4. The New Government can present to the International Business Community the appropriate plans and seek partners with whom to exploit the very great Economic potential that is lying under the Greek soil. The Mineral Wealth of Greece alone can, if appropriately exploited, turn Greece to a Rich country.
All the endemic problems of the Greek Economy, from tax evasion to outmoded business practices and, indeed corruption will thus be eliminated, because the “renovation” of business legislation will render redundant, not only the practices but also many of the people. The gigantic public sector will be replaced by one composed of a reasonable number of capable people in the appropriate positions and the hundreds of thousands of redundant public employees will be re-trained and given assignments of social work. The resurrection of Greek business will produce taxable incomes which will create public revenues with which the Government (of technocrats who can make every euro of Government revenue go a long way by eliminating waste and instituting efficiencies) can thus finance social services, from a better educational system, designed to provide for current and future National needs, to a better health system, efficient and contributory to the country and it can provide services currently unavailable in Greece.

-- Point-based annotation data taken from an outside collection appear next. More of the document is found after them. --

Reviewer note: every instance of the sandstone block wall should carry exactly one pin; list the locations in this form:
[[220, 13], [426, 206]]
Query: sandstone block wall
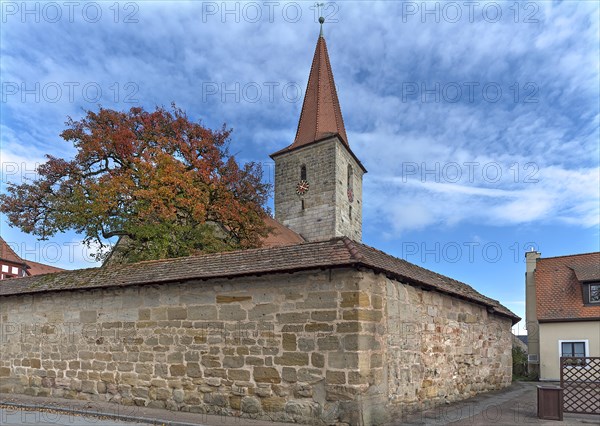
[[290, 347], [324, 347], [442, 349]]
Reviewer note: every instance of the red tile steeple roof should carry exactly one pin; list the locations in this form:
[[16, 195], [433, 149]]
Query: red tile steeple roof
[[321, 114]]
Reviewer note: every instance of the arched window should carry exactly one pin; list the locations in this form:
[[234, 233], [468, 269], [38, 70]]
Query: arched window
[[350, 177]]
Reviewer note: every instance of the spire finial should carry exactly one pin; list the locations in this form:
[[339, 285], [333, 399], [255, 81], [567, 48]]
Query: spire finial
[[321, 19]]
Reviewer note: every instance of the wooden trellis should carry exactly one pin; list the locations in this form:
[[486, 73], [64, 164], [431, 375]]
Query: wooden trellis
[[580, 379]]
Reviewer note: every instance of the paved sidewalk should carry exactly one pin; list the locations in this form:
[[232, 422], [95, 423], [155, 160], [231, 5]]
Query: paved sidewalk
[[516, 405], [32, 410]]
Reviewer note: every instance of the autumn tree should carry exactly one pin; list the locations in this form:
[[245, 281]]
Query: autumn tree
[[166, 184]]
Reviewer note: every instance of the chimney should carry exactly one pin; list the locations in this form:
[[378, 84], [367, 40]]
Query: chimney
[[530, 260]]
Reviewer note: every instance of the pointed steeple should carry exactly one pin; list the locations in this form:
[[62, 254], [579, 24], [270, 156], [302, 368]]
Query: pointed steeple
[[321, 114]]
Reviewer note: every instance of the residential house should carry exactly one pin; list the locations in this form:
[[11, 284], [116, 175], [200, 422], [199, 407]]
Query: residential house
[[563, 309]]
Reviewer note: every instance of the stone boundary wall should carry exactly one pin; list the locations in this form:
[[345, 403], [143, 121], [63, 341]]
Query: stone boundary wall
[[280, 347], [442, 349], [322, 347]]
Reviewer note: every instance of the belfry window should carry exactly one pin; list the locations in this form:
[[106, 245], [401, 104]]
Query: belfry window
[[350, 177]]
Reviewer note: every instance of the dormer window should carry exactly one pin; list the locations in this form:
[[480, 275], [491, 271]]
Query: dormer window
[[594, 293]]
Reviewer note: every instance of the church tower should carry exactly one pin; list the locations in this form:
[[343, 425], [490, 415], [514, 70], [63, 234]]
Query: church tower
[[318, 179]]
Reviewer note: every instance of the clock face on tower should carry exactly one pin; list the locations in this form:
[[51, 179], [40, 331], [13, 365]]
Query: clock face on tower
[[302, 187]]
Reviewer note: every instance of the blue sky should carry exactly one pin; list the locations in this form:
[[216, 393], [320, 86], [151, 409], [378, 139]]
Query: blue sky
[[478, 123]]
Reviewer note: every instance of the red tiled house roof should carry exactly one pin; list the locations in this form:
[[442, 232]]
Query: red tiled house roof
[[334, 253], [559, 289]]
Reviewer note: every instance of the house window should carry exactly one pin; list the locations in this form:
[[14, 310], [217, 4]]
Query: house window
[[594, 293], [591, 293], [572, 348]]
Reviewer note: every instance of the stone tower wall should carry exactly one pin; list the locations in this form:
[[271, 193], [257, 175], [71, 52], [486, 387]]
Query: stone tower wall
[[326, 205]]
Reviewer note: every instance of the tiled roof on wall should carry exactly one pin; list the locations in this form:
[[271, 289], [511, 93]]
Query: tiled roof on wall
[[337, 252]]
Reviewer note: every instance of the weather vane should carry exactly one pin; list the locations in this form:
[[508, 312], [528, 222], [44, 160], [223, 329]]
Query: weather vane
[[321, 19]]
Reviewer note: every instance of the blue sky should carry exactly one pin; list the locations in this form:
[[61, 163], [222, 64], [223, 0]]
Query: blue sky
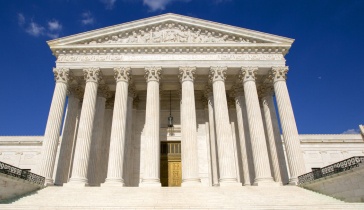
[[325, 81]]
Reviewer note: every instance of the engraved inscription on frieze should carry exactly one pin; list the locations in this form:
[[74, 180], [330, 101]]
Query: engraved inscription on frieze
[[170, 33]]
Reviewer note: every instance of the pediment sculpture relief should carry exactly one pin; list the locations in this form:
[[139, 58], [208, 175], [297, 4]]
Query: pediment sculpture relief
[[170, 33]]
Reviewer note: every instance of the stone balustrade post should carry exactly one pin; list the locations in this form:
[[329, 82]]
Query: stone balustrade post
[[190, 176], [289, 128], [83, 143], [51, 136], [260, 154]]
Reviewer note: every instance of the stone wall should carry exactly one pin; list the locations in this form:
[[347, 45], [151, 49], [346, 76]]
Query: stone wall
[[347, 186]]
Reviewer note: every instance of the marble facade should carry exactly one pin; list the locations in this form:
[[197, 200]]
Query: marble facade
[[223, 81]]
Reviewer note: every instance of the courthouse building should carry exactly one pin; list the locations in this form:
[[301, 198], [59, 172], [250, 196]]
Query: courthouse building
[[173, 101]]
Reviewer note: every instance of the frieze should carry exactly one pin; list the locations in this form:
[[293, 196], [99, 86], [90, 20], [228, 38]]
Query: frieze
[[212, 57], [169, 33]]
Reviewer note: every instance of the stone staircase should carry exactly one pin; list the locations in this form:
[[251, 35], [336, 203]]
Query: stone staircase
[[282, 197]]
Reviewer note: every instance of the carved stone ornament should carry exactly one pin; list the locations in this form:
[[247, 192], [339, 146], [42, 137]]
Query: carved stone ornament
[[278, 73], [75, 91], [104, 91], [92, 75], [217, 74], [187, 73], [109, 104], [122, 74], [62, 75], [265, 90], [169, 57], [153, 73], [237, 90], [169, 33], [248, 73]]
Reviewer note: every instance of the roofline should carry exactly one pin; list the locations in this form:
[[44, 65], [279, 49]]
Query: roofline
[[161, 18]]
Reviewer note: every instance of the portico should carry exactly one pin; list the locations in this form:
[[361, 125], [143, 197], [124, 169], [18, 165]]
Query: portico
[[118, 82]]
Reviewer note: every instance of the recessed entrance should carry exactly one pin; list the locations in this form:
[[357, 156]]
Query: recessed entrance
[[171, 167]]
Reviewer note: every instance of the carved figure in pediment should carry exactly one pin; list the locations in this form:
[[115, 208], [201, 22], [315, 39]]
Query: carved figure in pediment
[[157, 35], [196, 36], [133, 38], [170, 36], [182, 35]]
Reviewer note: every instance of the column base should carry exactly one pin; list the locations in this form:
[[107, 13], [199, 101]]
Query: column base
[[191, 183], [229, 183], [48, 182], [77, 182], [293, 181], [267, 182], [113, 183], [150, 183]]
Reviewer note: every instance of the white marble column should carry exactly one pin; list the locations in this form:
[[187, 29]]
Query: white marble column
[[94, 167], [129, 131], [53, 127], [260, 154], [223, 129], [69, 129], [239, 101], [118, 129], [84, 136], [289, 129], [213, 148], [151, 175], [265, 97], [106, 133], [190, 175]]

Such a Government can show to Mrs. Merkel and her near sighted cohorts, as well as to the EC and the IMF, that Greece may be, presently, a third world country because it has been “taken for a ride” by the unscrupulous politicos who degraded it to one, but that the Greeks, when alerted to a healthy opportunity and just profit by an enlightened, capable Government which paves the way for NATIONAL progress, are as good as the successful people of the Eurozone and therefore the “one size fits all” good for third world countries measures imposed on Greece are not appropriate, for Greece. Such a Governmnet can demand and gain a new, realistic plan to stave off bankruptcy through development, not austerity alone.

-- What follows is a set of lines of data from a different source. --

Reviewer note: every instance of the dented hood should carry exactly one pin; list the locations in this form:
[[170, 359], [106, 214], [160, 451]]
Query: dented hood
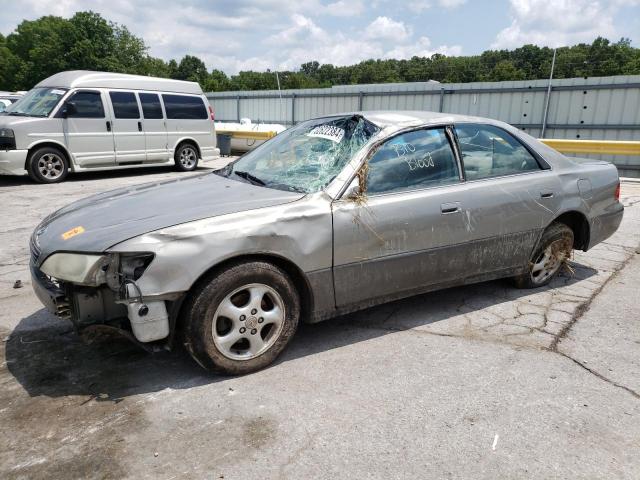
[[96, 223]]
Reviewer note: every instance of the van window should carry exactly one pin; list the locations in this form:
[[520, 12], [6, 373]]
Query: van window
[[184, 107], [88, 105], [124, 105], [151, 108]]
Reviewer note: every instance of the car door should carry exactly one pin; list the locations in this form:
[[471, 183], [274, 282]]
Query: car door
[[86, 128], [514, 197], [407, 230], [154, 127], [127, 128]]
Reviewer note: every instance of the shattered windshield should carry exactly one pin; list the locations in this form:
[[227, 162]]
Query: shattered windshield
[[304, 158]]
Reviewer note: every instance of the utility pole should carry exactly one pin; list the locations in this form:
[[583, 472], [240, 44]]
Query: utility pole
[[546, 104]]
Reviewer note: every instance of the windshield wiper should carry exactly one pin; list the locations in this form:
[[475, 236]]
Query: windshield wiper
[[247, 176]]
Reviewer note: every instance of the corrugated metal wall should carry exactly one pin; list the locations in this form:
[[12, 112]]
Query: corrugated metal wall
[[599, 108]]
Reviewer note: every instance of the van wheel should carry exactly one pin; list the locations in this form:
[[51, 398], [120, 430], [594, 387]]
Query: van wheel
[[553, 249], [186, 157], [47, 165], [242, 319]]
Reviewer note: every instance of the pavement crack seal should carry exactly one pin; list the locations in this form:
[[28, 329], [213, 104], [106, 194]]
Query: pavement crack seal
[[599, 375], [577, 315]]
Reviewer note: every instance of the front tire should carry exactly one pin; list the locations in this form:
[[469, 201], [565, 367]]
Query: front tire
[[186, 157], [47, 165], [240, 320], [553, 249]]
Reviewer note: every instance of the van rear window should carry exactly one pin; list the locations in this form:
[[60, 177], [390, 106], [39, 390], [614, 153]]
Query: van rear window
[[184, 108]]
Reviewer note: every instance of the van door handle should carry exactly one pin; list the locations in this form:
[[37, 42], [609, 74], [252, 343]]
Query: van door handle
[[447, 208]]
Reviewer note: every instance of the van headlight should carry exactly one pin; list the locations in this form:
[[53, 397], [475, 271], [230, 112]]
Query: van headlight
[[83, 269]]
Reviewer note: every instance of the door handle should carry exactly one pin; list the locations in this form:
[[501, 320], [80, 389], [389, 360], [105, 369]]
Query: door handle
[[447, 208]]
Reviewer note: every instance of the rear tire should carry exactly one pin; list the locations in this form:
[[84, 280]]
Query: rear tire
[[186, 157], [241, 319], [553, 249], [47, 165]]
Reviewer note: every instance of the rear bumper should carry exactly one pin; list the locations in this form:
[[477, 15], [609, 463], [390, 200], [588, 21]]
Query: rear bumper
[[12, 162], [605, 225]]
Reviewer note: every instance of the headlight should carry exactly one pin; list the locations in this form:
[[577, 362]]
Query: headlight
[[75, 267]]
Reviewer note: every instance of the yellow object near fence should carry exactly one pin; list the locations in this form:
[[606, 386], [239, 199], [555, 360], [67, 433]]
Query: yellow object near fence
[[247, 134], [610, 147]]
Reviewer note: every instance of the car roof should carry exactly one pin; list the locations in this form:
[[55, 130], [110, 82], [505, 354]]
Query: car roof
[[412, 117], [90, 79]]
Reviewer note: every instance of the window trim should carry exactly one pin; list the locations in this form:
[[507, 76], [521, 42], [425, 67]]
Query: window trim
[[543, 165], [71, 94], [374, 148], [158, 94]]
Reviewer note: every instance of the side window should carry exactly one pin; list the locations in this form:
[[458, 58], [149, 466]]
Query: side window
[[151, 108], [88, 105], [184, 107], [418, 159], [124, 105], [488, 151]]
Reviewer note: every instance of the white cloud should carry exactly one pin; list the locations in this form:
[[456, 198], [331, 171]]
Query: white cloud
[[559, 23], [385, 28]]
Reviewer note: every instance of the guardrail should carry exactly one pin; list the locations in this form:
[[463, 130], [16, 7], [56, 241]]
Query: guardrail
[[609, 147]]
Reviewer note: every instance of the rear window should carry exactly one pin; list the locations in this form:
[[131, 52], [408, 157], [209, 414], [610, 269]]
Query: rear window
[[124, 105], [151, 108], [182, 107]]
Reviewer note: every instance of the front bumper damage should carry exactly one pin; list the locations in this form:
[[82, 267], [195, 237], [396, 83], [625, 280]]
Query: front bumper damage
[[102, 308]]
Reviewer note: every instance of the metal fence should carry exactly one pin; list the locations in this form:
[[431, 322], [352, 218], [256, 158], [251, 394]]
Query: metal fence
[[599, 108]]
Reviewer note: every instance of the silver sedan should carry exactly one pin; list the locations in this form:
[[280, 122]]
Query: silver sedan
[[333, 215]]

Conclusion. Greece can not stay in the Eurozone because it lacks a political system that is in tune with the Eurozone outlook and there is no reason to hope that it will get one … pronto. Time is running out and with it Greece to the exit door of the Eurozone.

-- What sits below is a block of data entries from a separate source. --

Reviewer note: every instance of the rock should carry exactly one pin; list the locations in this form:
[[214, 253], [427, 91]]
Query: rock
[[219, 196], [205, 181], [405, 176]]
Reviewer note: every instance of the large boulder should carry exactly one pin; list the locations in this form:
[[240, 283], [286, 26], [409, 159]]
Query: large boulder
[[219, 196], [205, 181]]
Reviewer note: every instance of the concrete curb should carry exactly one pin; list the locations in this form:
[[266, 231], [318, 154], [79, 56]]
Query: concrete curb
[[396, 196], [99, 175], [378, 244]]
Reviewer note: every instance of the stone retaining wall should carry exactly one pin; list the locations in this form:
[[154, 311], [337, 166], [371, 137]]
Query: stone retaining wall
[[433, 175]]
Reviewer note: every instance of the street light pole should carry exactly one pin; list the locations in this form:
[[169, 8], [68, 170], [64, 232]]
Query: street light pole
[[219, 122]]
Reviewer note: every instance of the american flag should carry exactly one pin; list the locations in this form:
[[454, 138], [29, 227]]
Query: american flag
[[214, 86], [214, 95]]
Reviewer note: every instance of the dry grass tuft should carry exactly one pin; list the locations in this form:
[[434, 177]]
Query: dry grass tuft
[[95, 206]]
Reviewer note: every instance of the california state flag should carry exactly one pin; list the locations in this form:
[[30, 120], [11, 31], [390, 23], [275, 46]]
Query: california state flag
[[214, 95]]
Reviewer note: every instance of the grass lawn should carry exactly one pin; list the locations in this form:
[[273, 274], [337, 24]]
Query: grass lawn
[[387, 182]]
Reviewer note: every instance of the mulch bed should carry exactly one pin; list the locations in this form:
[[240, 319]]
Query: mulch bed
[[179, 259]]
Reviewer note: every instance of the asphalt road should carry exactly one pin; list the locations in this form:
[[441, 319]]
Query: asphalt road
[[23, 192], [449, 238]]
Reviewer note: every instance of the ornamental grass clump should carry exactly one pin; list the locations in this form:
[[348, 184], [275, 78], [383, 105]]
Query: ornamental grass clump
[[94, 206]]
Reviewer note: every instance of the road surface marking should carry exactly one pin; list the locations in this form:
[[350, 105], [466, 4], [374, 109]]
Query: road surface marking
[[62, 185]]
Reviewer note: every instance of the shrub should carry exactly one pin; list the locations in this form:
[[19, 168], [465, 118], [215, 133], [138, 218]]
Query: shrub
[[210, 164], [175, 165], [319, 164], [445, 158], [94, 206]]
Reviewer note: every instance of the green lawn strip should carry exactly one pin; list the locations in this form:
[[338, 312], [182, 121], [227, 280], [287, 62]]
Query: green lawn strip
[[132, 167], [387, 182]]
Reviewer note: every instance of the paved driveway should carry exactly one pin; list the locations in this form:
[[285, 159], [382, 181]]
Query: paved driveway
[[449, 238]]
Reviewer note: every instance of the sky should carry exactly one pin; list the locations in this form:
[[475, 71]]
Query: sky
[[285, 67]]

Smart grids and the appropriate electricity consumption meters in all public buildings could save Greece 120 million Euros a year, but who cares. Makes sense? In Greece yes. In Europe No, but Greece is not Europe so it will slip to what it is, a part of the so called third world, out of the Eurozone. A third world country in mentality can not survive in the Eurozone and its expulsion will bring a revolution, alas too late to stave off the inevitable.
Trully, the country is with one foot out of the Eurozone, because it has done nothing to materialize its commitments and its partners are loosing their patience. The Papandreou Government with its refusal to serve the country, to avoid the political cost of the measures, putting party interests above those of the country, has committed a crime against Greece, perpetuated, it seems, by the present “service” Government. Too bad that the brilliant career of Mr. Papadimos will end in shame, unless he acts at once to save Greece. If reason is not dead in Greece, he will.